HSBC Life Insurance Company Limited, a joint venture set up by HSBC and the Beijing-based National Trust, opened for business in Shanghai Thursday, marking the global financial giant's entrance into one of the world's fastest-growing life insurance markets.
The joint venture, headquartered in Shanghai, has registered capital of 500 million yuan (73.2 million U.S. dollars). HSBC and the National Trust each hold a 50 percent stake.
The company will focus on the sector of China's population that has rapidly-growing discretionary income and will offer life, pension and medical insurance products.

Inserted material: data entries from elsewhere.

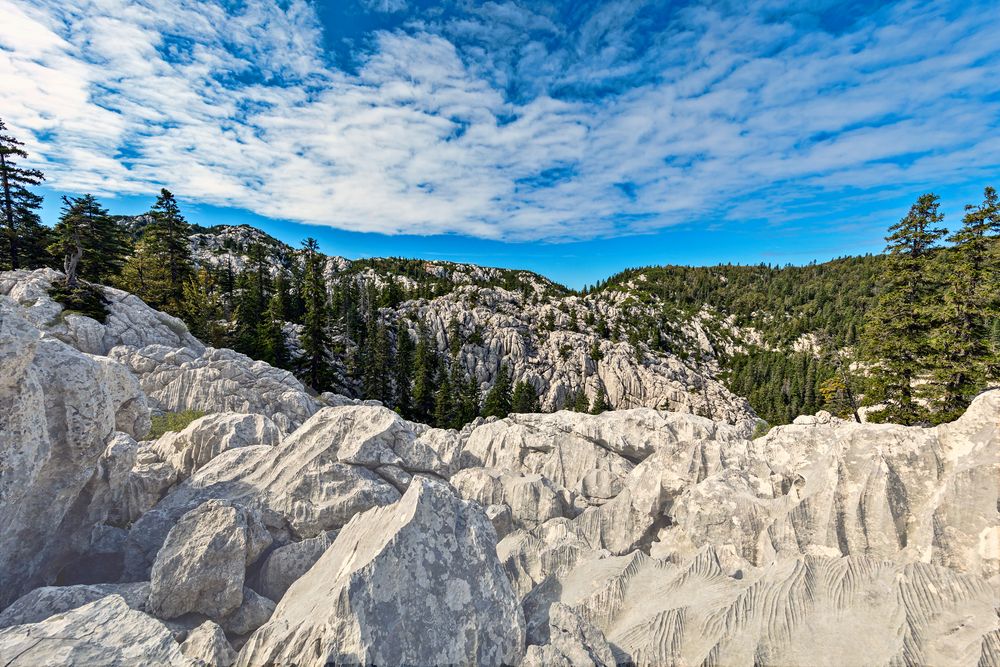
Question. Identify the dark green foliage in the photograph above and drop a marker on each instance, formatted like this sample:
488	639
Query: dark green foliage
779	385
202	309
171	421
426	365
25	242
377	359
403	372
444	402
469	409
781	302
962	358
88	241
315	339
525	398
82	299
500	397
160	265
896	337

"China is the focus of HSBC's strategy in emerging markets," said Zheng Haiquan, chairman of HSBC Asia Pacific. "If HSBC has no insurance business in China, we could not be called one of the world's largest insurance companies and China's largest foreign bank."
China's total life insurance premiums amounted to 733.8 billion yuan ( 107.3 billion U.S. dollars) in 2008, up 48 percent from the previous year, the second in scale in Asia after Japan. But its insurance penetration, or premiums as a percentage of the economy, was low at 3.3 percent, said David Fried, board chairman of the joint venture and chief executive officer of HSBC Insurance for Asia Pacific.
China's large population, low insurance penetration and ongoing economic reforms make for confidence in the important role the Chinese market would play for HSBC insurance's global expansion, he said.
HSBC also holds 16.78 percent of Ping An Insurance (Group) Co. of China, the country's second largest life insurer.